Mümkün olan her zaman Kürt iş gücünün kullanıldığı ve kendisinin de köprüler inşa ettiğini söyledi. Bu, Kürtleri yanlışlıklardan uzak tutuyor. İyi ve istekli işçiler olduklarını, ‘Anadolu Türklerinden daha zeki olduklarını’ söyledi. Bu metodların, geriye kalan bölgenin daha fazla kan dökülmeden pasifize edilmesini mümkün kılacağının umulduğunu söyledi. Çatışmalara dair Müfettiş, Türk tarafında, pusu ateşleri sebebiyle büyük kayıplar verdirten Kürtlerden daha fazla zayiat olduğunu söyledi.” (Belge Kayıt No: E 4238.)
(Belgelerin çevirisi ve Londra’dan getirilmesinde yardımcı olan Doğan Kemancı, Beste Öneren, ve Olkan Oraldağ’a teşekkür ederiz.)

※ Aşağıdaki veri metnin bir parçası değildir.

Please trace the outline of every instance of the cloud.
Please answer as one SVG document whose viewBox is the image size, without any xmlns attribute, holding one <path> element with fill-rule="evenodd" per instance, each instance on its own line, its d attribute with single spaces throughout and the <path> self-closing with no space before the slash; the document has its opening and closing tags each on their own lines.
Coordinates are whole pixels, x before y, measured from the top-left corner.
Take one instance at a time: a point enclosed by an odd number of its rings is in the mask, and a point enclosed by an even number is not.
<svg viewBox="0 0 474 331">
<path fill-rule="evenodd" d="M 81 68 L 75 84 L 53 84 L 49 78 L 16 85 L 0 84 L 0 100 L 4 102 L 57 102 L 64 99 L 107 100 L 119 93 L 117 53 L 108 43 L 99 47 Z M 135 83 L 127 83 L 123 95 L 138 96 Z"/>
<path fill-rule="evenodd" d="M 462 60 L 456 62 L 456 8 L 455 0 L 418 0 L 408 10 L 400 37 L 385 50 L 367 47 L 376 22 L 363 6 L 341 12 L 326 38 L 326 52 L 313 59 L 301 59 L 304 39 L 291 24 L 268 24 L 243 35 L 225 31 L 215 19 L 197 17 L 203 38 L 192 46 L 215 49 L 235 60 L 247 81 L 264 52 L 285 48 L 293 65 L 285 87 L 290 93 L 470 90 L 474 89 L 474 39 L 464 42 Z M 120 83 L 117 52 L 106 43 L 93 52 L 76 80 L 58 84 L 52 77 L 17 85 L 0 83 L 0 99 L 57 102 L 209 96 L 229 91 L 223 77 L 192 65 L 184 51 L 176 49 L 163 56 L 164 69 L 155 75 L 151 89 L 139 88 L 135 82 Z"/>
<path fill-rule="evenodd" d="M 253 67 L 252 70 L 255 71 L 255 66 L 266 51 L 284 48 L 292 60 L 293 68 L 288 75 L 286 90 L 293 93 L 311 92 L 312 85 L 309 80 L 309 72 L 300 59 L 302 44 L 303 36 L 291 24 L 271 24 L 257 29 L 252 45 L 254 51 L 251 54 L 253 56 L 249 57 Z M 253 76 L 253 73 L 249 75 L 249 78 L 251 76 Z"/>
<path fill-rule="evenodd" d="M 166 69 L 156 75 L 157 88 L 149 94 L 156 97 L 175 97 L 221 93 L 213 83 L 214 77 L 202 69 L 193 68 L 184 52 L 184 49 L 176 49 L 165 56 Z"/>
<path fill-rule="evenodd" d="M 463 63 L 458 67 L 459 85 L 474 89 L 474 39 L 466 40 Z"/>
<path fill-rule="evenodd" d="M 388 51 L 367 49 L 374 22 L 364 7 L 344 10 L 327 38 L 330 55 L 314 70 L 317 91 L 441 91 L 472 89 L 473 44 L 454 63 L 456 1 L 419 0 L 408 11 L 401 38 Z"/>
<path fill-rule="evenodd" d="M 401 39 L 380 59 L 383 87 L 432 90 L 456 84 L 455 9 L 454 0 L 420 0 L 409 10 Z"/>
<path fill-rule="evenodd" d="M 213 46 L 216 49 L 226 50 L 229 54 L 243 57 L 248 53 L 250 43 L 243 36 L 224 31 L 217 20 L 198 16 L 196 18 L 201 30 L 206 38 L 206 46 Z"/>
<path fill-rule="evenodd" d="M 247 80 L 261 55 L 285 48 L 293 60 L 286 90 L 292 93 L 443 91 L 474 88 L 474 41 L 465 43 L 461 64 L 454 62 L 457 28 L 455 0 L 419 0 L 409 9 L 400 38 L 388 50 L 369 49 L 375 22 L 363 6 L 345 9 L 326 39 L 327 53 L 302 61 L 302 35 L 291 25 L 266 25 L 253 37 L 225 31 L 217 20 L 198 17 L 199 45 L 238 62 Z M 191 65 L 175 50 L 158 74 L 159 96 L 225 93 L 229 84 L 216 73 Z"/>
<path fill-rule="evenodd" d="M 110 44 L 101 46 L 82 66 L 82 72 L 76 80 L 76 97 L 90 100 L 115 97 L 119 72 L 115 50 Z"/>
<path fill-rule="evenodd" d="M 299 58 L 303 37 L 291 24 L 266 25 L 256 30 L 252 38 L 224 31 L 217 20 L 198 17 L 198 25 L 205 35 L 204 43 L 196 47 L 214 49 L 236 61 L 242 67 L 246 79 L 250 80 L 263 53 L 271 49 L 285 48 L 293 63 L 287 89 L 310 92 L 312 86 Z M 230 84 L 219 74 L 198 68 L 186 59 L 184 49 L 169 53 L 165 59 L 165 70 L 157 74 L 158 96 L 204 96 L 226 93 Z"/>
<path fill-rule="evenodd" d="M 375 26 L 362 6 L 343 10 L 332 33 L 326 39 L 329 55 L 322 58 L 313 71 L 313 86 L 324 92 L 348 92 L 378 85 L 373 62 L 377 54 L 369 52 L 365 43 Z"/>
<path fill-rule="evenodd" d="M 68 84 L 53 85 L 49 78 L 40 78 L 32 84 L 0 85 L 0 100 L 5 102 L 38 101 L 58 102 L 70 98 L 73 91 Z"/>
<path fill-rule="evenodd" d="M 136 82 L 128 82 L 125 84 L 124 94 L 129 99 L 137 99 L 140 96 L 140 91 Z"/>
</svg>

BAYTAR NURİ İLİŞKİYİ DOĞRULUYOR!
Batıcı liberal kesim, Dersim İsyanı lideri Seyit Rıza’nın mektubu için ‘O yazmadı. Okuma yazma bilmezdi. Baytar Nuri yazmış olabilir’ diyor. Oysa Seyit Rıza’nın dava arkadaşı ve yanından ayırmadığı kurmayı ‘Baytar Nuri’ olarak bilinen Nuri Dersimi, anılarında mektubu doğruluyor ve şu önemli bilgiyi veriyor: “Mustafa Kemal Paşa’ya ve Millet Meclisi’ne sonu gelmeyen telgraflar ve mazbataları Dersim aşiretleri adına yazmaya ve göndermeye başladım. Seyit Rıza bana, ‘imza benim, fakat tüm Dersim adına sana yetki veriyorum. Her ne yazarsan yaz’ dediği için etkili telgraflar, dilekçeler yazmayı kendime görev sayıyordum.” (Nuri Dersimi, Kürdistan Tarihinde Dersim, Doz Yayınları, 1997, s.104.)
DERSİM İSYANINDAKİ ROLÜ
Baytar Nuri, Dersim İsyanı’ndaki rolünü ise şöyle anlatır: “Seyit Rıza bana, General Alpdoğan’ın Dersim hakkındaki düşüncelerini beğenmediğini, bu yüzden de direnmek gerektiğini, bundan başka hiçbir çare kalmadığını, fakat her ihtimale karşı; benim bir an önce Türkiye dışına çıkarak, durumumuzu büyük ve adil devletlere bildirmemi tavsiye etti.” (age., s.263.)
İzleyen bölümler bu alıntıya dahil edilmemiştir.